W.T.:Tworzymy interdyscyplinarny zespół, który bardzo dobrze dogaduje się z lekarzami. Mamy jedną z najlepiej wyposażonych w Europie pracowni układu oddechowego oraz pracownię polisomnografii dziecięcej. Staramy się dbać o jak najwyższą jakość badań. W 2003 roku zainteresowałem władze Polskiego Towarzystwa Chorób Płuc standardami i jakością wykonywania badań czynnościowych. Zarząd PTChP przychylił się do mojej prośby, by powołać komisję wewnątrz towarzystwa. W krótkim czasie udało nam się dokonać rzeczy ważnej, czyli opublikować po raz pierwszy w Polsce standardy badań spirometrycznych. Ale naszym największym sukcesem było przywrócenie znaczenia badaniom układu oddechowego i zwrócenie uwagi na ich jakość. Panowała opinia, że takie badania może zrobić każdy, co prowadziło do wielu niepoprawnych wyników. W zeszłym roku zostałem profesorem nadzwyczajnym w IGiChP i, gdy spojrzę wstecz, mogę powiedzieć, że wiedza na temat badań czynnościowych, a przede wszystkim konieczności poprawy jakości ich wykonania, bardzo w Polsce wzrosła. To daje satysfakcję.

MT: Nie żałował pan niestudiowania na AM? Czy bycie ekspertem z innej dziedziny czasem pomaga?

W.T.:To trudno nazwać inną dziedziną, bo przecież zajmuję się pomiarami, a do tego trzeba było tylko dobudować niektóre fragmenty medyczne, czyli fizjologię oddychania, elementy patologii czy epidemiologię. Mam poczucie, że pracuję w swoim zawodzie.
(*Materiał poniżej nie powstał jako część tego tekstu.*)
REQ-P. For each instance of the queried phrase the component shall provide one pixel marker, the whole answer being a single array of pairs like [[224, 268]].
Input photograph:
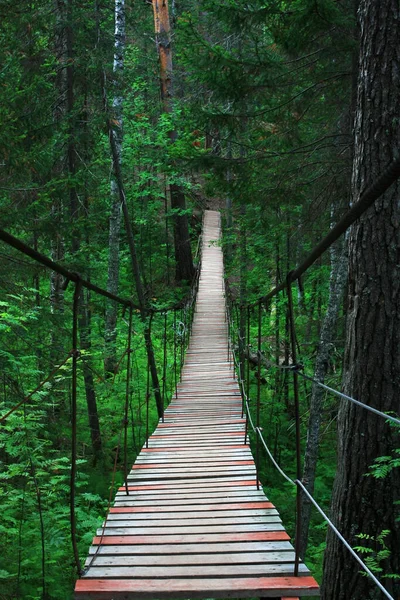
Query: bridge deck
[[194, 524]]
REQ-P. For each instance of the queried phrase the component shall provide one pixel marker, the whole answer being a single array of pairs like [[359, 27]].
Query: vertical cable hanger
[[292, 332], [127, 397]]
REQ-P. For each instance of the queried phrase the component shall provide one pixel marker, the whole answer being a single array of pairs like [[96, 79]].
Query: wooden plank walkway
[[194, 524]]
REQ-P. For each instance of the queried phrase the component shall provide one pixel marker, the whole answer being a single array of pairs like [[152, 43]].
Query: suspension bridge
[[192, 521]]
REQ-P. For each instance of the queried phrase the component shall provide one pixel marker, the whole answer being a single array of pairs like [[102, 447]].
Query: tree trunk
[[183, 251], [75, 215], [363, 504], [85, 344], [136, 272], [336, 290], [110, 331]]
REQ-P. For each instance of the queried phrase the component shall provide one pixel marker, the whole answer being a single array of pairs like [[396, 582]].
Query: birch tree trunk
[[360, 503], [183, 251], [110, 333]]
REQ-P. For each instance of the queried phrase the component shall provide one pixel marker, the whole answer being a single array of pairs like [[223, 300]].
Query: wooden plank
[[122, 506], [181, 521], [239, 558], [127, 513], [132, 572], [210, 548], [193, 588], [189, 529], [191, 538]]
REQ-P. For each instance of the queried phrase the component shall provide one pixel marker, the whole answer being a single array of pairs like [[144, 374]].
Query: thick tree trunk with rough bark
[[360, 503], [338, 279], [110, 332]]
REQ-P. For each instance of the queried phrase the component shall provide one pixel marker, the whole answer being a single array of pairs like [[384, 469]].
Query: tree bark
[[110, 331], [336, 290], [136, 272], [360, 503]]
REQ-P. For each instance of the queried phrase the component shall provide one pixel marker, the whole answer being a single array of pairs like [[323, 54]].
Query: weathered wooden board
[[100, 589], [239, 558]]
Gdy zaczynałem, nie myślałem, że pracuję w szpitalu. Dziś, po latach, czuję się naukowcem. Mój promotor, prof. Ryszard Tadeusiewicz z AGH, też zaliczył cztery lata medycyny, której nigdy nie skończył. Był taki moment, gdy i ja chciałem studiować medycynę. Ale miałem już pracę, trójkę dzieci i perspektywa dojeżdżania do ośrodka akademickiego położonego 60 km od domu wydawała mi się przerażająca. Dziś trochę żałuję, choć mam satysfakcję, że mimo wszystko zdobyłem sporą część wiedzy medycznej. Jako człowiek spoza dziedziny, w której działam, zdołałem się w medycynie zaadaptować, a koledzy i koleżanki to zaakceptowali. I to jest właśnie dla mnie źródłem ogromnej satysfakcji, podobnie jak fakt, że od ponad dwóch miesięcy jestem szczęśliwym dziadkiem bliźniaczek. Przyjemnie jest patrzeć na kolejne pokolenie w rodzinie.